On y travaille depuis juillet dernier et cela devrait être prêt dans quelques semaines. Le film est en fait déjà prêt. Il manque le sous-titrage, qu’on termine cette semaine. Cela nous a pris beaucoup de temps car les dialogues sont sous-titrés en anglais et en chinois. L’an prochain, nous travaillerons aussi sur un sous-titrage français car nous viserons aussi le marché français. Dans le film, il y a des Mauriciens qui parlent chinois, d’autres anglais, d’autres encore français ou kreol. Le lancement aura lieu à la mairie de Port-Louis. Nous avons eu l’encouragement des autorités mauriciennes, dont le bureau du vice-président, l’ambassade de chine, le ministère des Arts et de la Culture, la MFDC, la MTPA, Air Mauritius et des associations chinoises. Nous discutons encore des lieux où le documentaire sera projeté. Nous discutons aussi de sa projection en Chine. Et nous comptons le promouvoir lors de divers festivals de films. Le but est de mettre Maurice sur la plateforme internationale. Ce sera le premier film sur l’immigration des Chinois à Maurice.
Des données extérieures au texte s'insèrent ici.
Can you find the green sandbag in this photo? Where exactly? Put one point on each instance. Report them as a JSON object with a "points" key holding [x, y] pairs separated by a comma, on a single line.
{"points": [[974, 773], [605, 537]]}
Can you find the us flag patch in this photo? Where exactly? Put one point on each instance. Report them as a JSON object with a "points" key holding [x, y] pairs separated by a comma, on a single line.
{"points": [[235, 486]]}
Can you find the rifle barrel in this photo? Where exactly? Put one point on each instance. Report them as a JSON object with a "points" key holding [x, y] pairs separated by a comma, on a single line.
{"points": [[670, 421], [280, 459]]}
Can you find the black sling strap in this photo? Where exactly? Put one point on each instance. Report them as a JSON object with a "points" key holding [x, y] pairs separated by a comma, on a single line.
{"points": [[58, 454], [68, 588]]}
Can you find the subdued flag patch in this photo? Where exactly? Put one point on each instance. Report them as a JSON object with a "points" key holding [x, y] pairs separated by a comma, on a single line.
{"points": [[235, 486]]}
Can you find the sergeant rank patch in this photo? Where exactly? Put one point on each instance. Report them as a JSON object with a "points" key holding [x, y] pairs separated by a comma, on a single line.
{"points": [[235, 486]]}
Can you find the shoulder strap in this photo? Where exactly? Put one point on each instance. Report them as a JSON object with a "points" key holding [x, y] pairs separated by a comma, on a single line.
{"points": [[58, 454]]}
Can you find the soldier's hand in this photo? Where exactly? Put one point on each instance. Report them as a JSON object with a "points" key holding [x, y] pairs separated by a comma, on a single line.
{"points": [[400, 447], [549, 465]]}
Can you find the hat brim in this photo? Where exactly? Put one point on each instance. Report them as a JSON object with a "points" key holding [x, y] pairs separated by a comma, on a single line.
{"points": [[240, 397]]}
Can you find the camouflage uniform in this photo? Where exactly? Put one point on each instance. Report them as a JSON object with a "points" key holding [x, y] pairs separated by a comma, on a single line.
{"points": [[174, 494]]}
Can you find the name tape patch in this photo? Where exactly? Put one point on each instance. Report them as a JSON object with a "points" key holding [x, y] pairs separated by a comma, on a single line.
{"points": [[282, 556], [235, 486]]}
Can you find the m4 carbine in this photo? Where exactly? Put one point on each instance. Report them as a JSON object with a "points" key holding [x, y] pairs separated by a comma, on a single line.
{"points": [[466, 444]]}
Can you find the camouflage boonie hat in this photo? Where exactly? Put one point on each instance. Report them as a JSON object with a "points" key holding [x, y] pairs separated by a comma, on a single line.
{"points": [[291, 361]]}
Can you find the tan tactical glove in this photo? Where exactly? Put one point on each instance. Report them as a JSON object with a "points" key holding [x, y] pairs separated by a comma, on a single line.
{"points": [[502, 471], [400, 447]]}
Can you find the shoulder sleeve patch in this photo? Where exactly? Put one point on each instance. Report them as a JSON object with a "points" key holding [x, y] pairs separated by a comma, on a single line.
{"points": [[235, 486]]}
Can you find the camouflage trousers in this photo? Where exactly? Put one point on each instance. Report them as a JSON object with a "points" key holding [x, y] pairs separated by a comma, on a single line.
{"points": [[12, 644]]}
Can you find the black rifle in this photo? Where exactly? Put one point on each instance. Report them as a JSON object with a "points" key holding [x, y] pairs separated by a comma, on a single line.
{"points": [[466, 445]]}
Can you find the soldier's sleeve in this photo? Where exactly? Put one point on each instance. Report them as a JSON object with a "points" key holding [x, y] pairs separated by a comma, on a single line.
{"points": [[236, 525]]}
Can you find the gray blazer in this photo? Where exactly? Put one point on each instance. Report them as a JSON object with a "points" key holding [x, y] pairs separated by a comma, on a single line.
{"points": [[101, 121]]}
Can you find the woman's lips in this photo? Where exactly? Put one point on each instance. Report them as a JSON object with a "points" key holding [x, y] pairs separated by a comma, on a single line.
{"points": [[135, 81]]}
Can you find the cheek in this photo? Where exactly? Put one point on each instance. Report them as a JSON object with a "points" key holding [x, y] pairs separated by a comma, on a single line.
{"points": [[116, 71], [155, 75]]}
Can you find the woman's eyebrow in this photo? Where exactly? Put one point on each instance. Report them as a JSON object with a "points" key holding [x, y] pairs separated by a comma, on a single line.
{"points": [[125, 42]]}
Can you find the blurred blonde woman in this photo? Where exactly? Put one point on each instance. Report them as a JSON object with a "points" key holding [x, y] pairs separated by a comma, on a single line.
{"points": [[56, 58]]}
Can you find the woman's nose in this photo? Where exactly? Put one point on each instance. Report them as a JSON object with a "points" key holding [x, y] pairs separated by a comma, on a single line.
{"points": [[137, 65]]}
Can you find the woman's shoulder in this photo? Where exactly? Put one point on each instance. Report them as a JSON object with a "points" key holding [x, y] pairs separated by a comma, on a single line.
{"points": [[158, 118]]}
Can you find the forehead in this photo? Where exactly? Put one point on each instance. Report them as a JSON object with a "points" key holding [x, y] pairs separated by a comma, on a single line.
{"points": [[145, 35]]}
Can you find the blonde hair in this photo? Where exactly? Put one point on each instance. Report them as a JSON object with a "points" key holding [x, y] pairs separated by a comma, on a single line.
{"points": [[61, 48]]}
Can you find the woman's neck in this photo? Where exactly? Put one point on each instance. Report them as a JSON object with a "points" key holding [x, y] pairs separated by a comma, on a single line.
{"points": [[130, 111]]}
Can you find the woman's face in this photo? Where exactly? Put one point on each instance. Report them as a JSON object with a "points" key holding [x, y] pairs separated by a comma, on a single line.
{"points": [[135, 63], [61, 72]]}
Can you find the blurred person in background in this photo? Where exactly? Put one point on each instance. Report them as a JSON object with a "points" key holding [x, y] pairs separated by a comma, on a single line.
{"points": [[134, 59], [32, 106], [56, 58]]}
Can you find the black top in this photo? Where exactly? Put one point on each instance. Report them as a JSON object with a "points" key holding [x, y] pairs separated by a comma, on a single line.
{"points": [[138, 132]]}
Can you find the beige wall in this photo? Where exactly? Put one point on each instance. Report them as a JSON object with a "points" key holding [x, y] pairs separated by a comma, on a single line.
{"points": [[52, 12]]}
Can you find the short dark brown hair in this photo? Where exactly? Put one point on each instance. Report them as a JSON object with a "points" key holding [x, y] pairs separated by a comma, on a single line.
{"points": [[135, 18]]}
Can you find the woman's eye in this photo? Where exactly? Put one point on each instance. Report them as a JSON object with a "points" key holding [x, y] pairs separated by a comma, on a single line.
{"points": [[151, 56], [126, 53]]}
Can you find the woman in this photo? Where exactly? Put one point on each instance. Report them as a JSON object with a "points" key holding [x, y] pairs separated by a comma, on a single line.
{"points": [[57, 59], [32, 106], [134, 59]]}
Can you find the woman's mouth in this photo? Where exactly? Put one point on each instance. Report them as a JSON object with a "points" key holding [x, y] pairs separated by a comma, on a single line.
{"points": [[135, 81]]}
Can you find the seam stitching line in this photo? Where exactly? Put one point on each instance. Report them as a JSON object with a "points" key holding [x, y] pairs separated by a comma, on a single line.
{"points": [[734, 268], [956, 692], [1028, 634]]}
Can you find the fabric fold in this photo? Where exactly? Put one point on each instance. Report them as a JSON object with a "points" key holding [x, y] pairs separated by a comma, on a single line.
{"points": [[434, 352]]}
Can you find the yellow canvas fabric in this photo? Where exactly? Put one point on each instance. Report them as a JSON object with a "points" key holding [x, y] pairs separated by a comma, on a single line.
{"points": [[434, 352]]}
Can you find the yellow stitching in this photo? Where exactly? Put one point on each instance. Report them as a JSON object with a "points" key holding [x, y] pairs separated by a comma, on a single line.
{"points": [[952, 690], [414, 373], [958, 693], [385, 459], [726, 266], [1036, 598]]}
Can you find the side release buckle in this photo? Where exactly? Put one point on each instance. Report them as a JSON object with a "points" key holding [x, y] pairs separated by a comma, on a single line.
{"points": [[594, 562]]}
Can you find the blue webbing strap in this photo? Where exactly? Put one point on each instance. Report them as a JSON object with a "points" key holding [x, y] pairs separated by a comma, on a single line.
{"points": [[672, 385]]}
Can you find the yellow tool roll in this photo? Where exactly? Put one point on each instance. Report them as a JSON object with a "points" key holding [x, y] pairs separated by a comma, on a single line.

Quel est le budget du projet ?
Rs 8 M à 10 M. Le plus grand problème, c’est après la production. Je suis assez exigeant sur la qualité du film. Je voulais un documentaire artistique, sans oublier la musique, qui fait appel à l’émotion. Pas un simple documentaire. Le budget aura finalement triplé et on aura aussi changé de compagnie de production.

Le fait de disperser ainsi vos compétences dans divers domaines ne constitue-t-il pas un danger pour votre entreprise ? Est-ce un signe d’instabilité ou un signe que les affaires ne se portent pas bien ?
Je suis artiste de nature. Je ne suis pas de nature à me cantonner à un seul domaine. J’aime toucher à plusieurs choses. J’aime les défis. C’est sûr que cela affecte mon entreprise mais c’est ma personnalité. Je ne dirais pas que je suis un grand businessman car je n’ai jamais fait de l’argent mon objectif. Mon objectif, c’est plus le relationnel. J’ai davantage bâti mon réseau de contacts car j’aime le relationnel.

Dans quel domaine précis comptez-vous vous concentrer le plus à l’avenir ?
Je souhaiterais peut-être revenir à Maurice donner un coup de main à mon pays en faisant le pont entre Maurice et la Chine. Depuis petit, j’aime la culture. Mon père et mon grand-père étaient membres d’associations chinoises. Chaque année, pour le Nouvel An chinois, j’étais sur la scène du Plaza. Au mois de septembre, j’ai été le facilitateur d’un MoU entre Rivière-du-Rempart et la Shanghai Bao Shan Municipality. Je n’ai rien gagné en retour. Le but était d’aider mon pays. Par ailleurs, pendant les cinq dernières années, j’ai organisé le Mauritius National Day à Shanghai.

Qu’en sera-t-il de votre boîte en Chine ?
Je suis un rêveur. Mon plus grand but : me lancer à moi-même un défi pour voir comment je peux redynamiser China Town et faire la liaison entre Maurice et la Chine. Quand j’ai tourné le film, j’ai remarqué qu’il y a, à Maurice, beaucoup d’ingrédients culturels. À Maurice, on a développé le secteur touristique mais on n’a pas développé le côté divertissement touristique. Or, les deux vont de pair. L’art aide à lutter contre les fléaux. Les victimes de fléaux sociaux peuvent trouver un travail dans l’art et y avoir des valeurs, de la dignité.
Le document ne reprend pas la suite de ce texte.